The crystals were then loaded into a two-story device known as a scanning tunneling spectromicroscope that is cooled to near absolute zero and suspended from the ceiling to prevent even atom-sized vibrations. The spectromicroscope determined if the crystal matched the theoretical specifications for hosting a Weyl fermion. "It told us if the crystal was the house of the particle," Hasan said.
The Princeton team took the crystals passing the spectromicroscope test to the Lawrence Berkeley National Laboratory in California to be tested with high-energy accelerator-based photon beams. Once fired through the crystal, the beams' shape, size and direction indicated the presence of the long-elusive Weyl fermion.

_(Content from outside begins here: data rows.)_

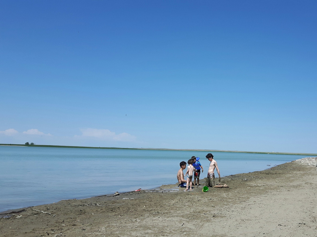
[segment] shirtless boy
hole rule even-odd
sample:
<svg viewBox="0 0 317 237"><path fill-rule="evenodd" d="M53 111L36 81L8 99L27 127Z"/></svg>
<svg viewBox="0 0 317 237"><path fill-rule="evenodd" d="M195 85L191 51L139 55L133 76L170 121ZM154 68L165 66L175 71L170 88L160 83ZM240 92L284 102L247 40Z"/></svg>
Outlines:
<svg viewBox="0 0 317 237"><path fill-rule="evenodd" d="M188 190L188 183L190 182L191 184L190 185L190 189L191 190L191 180L193 178L193 172L194 172L194 166L193 166L193 160L192 159L190 159L188 160L187 163L188 163L188 167L187 167L187 171L185 175L187 175L187 182L186 182L186 190Z"/></svg>
<svg viewBox="0 0 317 237"><path fill-rule="evenodd" d="M183 172L186 168L186 163L184 161L182 161L179 163L180 169L177 172L177 180L178 181L179 187L185 188L186 187L187 181L184 179L184 173Z"/></svg>
<svg viewBox="0 0 317 237"><path fill-rule="evenodd" d="M206 180L206 185L212 188L229 188L229 187L227 186L227 184L221 185L220 184L220 171L218 168L217 162L214 159L214 156L212 155L212 154L211 153L208 153L206 156L206 158L210 162L209 169L208 170L208 174L207 175L207 179ZM217 185L215 185L214 172L215 169L217 170L217 172L218 173L218 175L219 176L218 180L219 184Z"/></svg>

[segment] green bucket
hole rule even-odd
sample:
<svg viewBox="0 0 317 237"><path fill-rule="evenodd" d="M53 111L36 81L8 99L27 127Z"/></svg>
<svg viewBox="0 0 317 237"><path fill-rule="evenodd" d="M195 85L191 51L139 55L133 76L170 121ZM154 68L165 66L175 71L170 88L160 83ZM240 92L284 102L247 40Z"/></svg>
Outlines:
<svg viewBox="0 0 317 237"><path fill-rule="evenodd" d="M209 190L209 188L207 186L204 186L203 188L203 192L207 192Z"/></svg>

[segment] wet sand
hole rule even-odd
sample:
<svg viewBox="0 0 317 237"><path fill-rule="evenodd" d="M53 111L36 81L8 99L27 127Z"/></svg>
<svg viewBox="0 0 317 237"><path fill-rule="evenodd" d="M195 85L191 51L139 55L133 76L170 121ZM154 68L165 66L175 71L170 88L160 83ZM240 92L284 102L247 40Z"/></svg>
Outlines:
<svg viewBox="0 0 317 237"><path fill-rule="evenodd" d="M224 177L229 188L206 192L173 184L29 207L3 214L10 217L0 218L0 236L315 236L317 168L310 164Z"/></svg>

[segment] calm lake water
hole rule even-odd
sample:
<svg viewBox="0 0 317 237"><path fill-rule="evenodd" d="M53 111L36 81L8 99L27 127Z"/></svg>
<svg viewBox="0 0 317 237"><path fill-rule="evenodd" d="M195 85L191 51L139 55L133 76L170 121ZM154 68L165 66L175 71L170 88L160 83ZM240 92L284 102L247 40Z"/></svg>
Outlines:
<svg viewBox="0 0 317 237"><path fill-rule="evenodd" d="M176 183L179 163L193 156L200 157L203 178L209 166L208 153L1 146L0 211ZM212 153L222 176L307 156Z"/></svg>

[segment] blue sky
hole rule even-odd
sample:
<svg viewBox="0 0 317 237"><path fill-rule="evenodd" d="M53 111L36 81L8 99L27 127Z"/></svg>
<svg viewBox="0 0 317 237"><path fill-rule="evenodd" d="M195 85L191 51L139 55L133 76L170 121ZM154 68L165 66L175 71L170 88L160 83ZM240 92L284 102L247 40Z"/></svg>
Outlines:
<svg viewBox="0 0 317 237"><path fill-rule="evenodd" d="M317 2L0 2L0 143L317 153Z"/></svg>

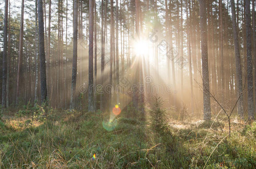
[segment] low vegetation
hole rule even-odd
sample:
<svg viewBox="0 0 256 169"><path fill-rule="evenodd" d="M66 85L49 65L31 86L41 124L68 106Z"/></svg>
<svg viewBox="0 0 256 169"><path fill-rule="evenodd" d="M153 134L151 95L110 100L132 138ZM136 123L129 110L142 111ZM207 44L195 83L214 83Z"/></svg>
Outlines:
<svg viewBox="0 0 256 169"><path fill-rule="evenodd" d="M40 107L26 106L16 115L4 114L0 168L256 167L256 122L232 119L230 137L225 119L179 121L155 98L145 116L128 118L132 108L123 110L110 131L102 125L109 115L100 112L50 109L47 115Z"/></svg>

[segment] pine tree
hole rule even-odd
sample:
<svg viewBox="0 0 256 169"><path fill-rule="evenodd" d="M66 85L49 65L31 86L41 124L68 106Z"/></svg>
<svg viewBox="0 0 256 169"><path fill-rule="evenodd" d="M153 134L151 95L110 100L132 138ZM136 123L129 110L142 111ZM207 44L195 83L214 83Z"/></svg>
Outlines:
<svg viewBox="0 0 256 169"><path fill-rule="evenodd" d="M75 107L74 97L76 96L76 74L77 67L77 0L74 0L73 14L73 64L72 66L72 77L70 95L70 108Z"/></svg>

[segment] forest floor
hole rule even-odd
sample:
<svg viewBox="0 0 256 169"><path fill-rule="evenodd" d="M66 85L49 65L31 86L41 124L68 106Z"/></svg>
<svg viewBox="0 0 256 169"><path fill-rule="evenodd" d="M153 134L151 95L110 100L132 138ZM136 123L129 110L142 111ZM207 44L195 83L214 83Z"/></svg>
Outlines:
<svg viewBox="0 0 256 169"><path fill-rule="evenodd" d="M224 116L170 118L159 134L124 113L111 129L99 113L52 111L47 118L34 115L32 125L24 113L0 121L0 168L256 168L256 122L233 118L230 137Z"/></svg>

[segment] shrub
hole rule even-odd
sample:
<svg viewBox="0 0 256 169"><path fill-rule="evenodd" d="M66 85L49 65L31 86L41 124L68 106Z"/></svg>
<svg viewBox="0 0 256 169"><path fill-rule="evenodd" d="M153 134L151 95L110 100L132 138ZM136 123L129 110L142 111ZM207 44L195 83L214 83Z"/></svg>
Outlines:
<svg viewBox="0 0 256 169"><path fill-rule="evenodd" d="M162 98L154 96L149 110L150 124L151 129L158 134L162 133L167 129L165 121L166 110L162 109L163 101Z"/></svg>

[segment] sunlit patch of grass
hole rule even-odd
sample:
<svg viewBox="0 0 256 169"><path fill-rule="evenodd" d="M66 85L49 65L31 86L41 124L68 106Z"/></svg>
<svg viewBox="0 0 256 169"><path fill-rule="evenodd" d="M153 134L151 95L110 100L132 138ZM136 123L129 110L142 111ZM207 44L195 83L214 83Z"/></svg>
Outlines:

First author Su-Yang Xu, a postdoctoral research associate in Princeton's Department of Physics, said that the work was unique for encompassing theory and experimentalism.
"The nature of this research and how it emerged is really different and more exciting than most of other work we have done before," Xu said. "Usually, theorists tell us that some compound might show some new or interesting properties, then we as experimentalists grow that sample and perform experiments to test the prediction. In this case, we came up with the theoretical prediction ourselves and then performed the experiments. This makes the final success even more exciting and satisfying than before."
In pursuing the elusive particle, the researchers had to pull from a number of disciplines, as well as just have faith in their quest and scientific instincts, Xu said.
"Solving this problem involved physics theory, chemistry, material science and, most importantly, intuition," he said. "This work really shows why research is so fascinating, because it involved both rational, logical thinking, and also sparks and inspiration."
Weyl, who worked at the Institute for Advanced Study, suggested his fermion as an alternative to the theory of relativity proposed by his colleague Albert Einstein. Although that application never panned out, the characteristics of his theoretical particle intrigued physicists for nearly a century, Hasan said. Actually observing the particle was a trying process—one ambitious experiment proposed colliding high-energy neutrinos to test if the Weyl fermion was produced in the aftermath, he said.
The hunt for the Weyl fermion began in the earliest days of quantum theory when physicists first realized that their equations implied the existence of antimatter counterparts to commonly known particles such as electrons, Hasan said.
"People figured that although Weyl's theory was not applicable to relativity or neutrinos, it is the most basic form of fermion and had all other kinds of weird and beautiful properties that could be useful," he said.
"After more than 80 years, we found that this fermion was already there, waiting. It is the most basic building block of all electrons," he said. "It is exciting that we could finally make it come out following Weyl's 1929 theoretical recipe."
Ashvin Vishwanath, a professor of physics at the University of California-Berkeley who was not involved in the study, commented, "Professor Hasan's experiments report the observation of both the unusual properties in the bulk of the crystal as well as the exotic surface states that were theoretically predicted. While it is early to say what practical implications this discovery might have, it is worth noting that Weyl materials are direct 3-D electronic analogs of graphene, which is being seriously studied for potential applications."